Steven Sabol laboratory

Name: Steven L. Sabol, M.D., Ph.D.
Address: Building 36, Room 1C06, Laboratory of Biochemical Genetics, National Heart, Lung, and Blood Institute, NIH
Telephone and voice mail: 301-496-3491
Fax: 301-402-0270
E-mail address: sabol@codon.nih.gov

Research interests: Molecular Pathways of Apoptosis.

We are utilizing techniques of biochemistry and molecular biology to investigate molecular mechanisms of apoptosis.

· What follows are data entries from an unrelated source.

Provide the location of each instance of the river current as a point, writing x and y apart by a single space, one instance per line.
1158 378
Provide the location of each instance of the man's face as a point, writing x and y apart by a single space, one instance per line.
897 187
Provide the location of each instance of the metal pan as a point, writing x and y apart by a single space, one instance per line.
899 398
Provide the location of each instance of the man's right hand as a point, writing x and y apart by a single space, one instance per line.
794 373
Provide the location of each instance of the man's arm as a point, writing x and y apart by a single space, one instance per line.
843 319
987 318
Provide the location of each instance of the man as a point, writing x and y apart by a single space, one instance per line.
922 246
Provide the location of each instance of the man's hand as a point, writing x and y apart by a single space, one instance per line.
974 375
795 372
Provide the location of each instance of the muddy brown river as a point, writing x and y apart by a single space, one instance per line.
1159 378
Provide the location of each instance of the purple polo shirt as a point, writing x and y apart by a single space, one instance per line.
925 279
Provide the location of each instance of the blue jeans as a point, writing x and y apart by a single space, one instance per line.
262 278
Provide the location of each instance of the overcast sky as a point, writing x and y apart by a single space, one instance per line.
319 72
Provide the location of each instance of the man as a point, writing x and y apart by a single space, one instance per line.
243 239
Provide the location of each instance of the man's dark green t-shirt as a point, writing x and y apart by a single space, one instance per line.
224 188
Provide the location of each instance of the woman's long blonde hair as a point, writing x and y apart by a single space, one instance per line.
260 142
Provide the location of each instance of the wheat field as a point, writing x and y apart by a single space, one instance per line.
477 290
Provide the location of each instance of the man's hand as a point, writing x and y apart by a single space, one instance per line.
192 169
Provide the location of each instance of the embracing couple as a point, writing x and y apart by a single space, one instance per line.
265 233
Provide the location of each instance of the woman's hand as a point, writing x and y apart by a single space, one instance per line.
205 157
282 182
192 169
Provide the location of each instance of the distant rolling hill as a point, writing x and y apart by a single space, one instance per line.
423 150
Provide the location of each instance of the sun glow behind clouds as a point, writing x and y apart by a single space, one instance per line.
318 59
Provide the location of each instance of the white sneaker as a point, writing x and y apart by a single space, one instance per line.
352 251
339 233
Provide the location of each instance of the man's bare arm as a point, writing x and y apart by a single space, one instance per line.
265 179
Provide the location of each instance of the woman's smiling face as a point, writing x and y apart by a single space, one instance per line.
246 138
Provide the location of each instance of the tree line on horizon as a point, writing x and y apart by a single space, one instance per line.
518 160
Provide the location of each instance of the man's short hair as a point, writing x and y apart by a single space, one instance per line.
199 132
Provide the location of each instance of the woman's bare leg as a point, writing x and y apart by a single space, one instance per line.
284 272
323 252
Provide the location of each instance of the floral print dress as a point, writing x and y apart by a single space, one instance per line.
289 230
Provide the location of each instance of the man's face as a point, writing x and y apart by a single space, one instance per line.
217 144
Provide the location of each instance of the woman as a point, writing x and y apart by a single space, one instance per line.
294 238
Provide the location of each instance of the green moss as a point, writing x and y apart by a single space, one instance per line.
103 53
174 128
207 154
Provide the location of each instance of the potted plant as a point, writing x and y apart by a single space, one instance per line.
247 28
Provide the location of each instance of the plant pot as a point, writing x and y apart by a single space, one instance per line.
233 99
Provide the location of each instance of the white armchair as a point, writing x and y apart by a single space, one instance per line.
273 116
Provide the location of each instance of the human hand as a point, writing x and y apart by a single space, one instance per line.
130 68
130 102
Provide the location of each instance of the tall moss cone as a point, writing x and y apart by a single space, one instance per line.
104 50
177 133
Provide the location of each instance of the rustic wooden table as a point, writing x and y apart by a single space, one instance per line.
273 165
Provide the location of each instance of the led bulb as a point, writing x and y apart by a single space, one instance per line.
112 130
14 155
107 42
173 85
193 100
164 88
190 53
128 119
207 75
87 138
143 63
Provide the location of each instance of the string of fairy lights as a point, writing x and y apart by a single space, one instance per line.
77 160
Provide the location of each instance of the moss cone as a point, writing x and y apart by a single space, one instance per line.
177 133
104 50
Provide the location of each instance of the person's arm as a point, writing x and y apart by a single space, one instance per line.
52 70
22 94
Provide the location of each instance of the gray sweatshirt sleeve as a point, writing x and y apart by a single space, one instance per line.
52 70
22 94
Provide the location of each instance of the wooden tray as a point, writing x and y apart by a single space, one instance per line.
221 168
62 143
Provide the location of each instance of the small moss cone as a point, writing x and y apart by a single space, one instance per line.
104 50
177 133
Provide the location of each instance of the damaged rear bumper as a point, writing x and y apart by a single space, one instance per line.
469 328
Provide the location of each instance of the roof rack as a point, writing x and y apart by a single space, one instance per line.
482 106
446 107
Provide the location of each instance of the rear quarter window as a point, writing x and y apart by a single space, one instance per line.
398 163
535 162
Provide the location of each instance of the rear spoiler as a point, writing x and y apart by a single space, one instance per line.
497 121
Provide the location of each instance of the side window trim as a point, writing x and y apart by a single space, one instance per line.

During a recent sabbatical year in the laboratory of Jonathan Ashwell (Laboratory of Immune Cell Biology, NCI), we developed cell-free systems to study nuclear events of apoptosis, which include chromatin condensation, nuclear fragmentation, and internucleosomal DNA cleavage, in lymphoid cell lines. In collaboration with Dr. Ashwell, we are currently utilizing a cell-free system to identify molecules involved in the rapid apoptosis of Jurkat human T-cell leukemia cells elicited by treatment with antibodies against the Fas protein. We are studying and purifying potentially important enzyme(s) which appear to be activated by upstream ICE-family proteases (Caspases) during the initiation of apoptosis and which are responsible for nuclear manifestations of apoptosis.

Our future plans are to explore apoptotic pathways in neural cells and other cell types with the tools of molecular biology previously utilized by us for many years in the study of neuropeptide gene expression and, more recently, in our study of radiation-induced apoptosis in the fetal rat brain.

Recent publications:

Borovitskaya, A., Evtushenko, V., and Sabol, S.L. (1996) Gamma-radiation induced cell death the fetal rat brain possesses molecular characteristics of apoptosis and is associated with specific mRNA elevations. Molecular Brain Research 35, 19-30.

Bergasa, N.V., Sabol, S.L., Young, W.S., Kleiner, D.E., and Jones, E. A. (1995) Cholestasis is associated with preproenkephalin mRNA expression in the adult rat liver. American Journal of Physiology, 268 (Gastrointestinal and Liver Physiology 31), G346-G354.

Joshi, J., and Sabol, S.L. (1991) Proenkephalin gene expression in C6 rat glioma cells: potentiation of cyclic AMP-dependent transcription by glucocorticoids. Molecular Endocrinology, 5, 1069-1080.

Kilpatrick, D.L., Zinn, S.A., Fitzgerald, M., Higuchi, H., Sabol, S.L., and Meyerhardt, J. (1990) Transcription of the rat and mouse proenkephalin genes is initiated at distinct sites in spermatogenic and somatic cells. Molecular and Cellular Biology 10, 3717-3726.

Sabol, S.L., and Higuchi, H. (1990) Transcriptional regulation of the neuropeptide Y gene by nerve growth factor: antagonism by glucocorticoids and potentiation by cyclic AMP and phorbol ester. Molecular Endocrinology 4, 384-392.